Here in Los Angeles, we're pretty familiar with the "cholo" look.
Though the term has a long and complicated history, cholos as we know them today are typically Mexican-American men with a specific style: Chinos, baggy T-shirts or a starched plaid button-ups, buzzed hair, elaborate body tattoos. They're often associated with lowrider culture.
Today, that same style is being admired and copied by young men 8,200 miles away in Bangkok, Thailand.
"They've been influenced by a lot of videos they've seen on YouTube. They've been influenced by American popular culture," says Alexander Hotz, multimedia director of the news and culture site Coconuts. "They pretty much just think it looks really cool."
Small groups of these men will hang out on the streets of Bangkok, but Hotz says they're not necessarily a part of a gang that commits crime for a living. For them, being a "cholo" is all about the style.
"I don't think they understand the nuance of the culture [at] all. I'm sure most of them would not even know that Spanish is spoken in Mexico," says Hotz. "They don't, for example, understand just how violent some of the Mexican gangs can be."
There are several aspects about the style that draws them in, too. For example, Hotz says the loose-fitting clothing is great for a hot place like Thailand. Also, it's easier for these men to identify with Mexicans because of their similar skin tone.
In addition, they're drawn in by what they see as the "story" of cholos.
"They do understand, on a really fundamental level, that Mexican gangsters generally come from disadvantaged places," said Hotz. "These are people who have grown up poor who have become powerful people in their community. They really think of that as something that is really, really cool."

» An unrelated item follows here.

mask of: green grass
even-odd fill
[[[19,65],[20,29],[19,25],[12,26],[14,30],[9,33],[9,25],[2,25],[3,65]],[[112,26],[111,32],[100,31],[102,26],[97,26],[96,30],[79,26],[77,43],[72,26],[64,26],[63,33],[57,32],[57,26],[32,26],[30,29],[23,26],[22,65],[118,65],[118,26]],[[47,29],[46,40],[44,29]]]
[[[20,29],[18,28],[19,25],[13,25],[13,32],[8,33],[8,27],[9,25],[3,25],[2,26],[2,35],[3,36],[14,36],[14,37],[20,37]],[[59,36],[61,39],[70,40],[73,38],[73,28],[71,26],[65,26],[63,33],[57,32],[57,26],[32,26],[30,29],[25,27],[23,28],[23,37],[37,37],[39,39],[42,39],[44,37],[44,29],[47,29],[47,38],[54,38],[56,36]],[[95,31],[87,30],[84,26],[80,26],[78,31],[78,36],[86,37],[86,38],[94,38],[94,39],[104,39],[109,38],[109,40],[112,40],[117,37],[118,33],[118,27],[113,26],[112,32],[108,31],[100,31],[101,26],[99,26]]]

Adopting that style has empowered these men to be more open and daring. Despite some of them being policemen in their day job, others will create raps such as "F--k the Po-Po."
"You don't often hear Thais calling out the cops for their crazy corruption," says Hotz. "[This one guy] was using this culture — the aggressiveness of this culture — as a way to get into this social issue, which isn't addressed in popular art a lot."
But generally, the "cholo" life has allowed these men to create social bonds and friendships based around a look.
"They don't do drugs. They don't extort people. It's more of like a group for people who are interested in an aesthetic," said Hotz.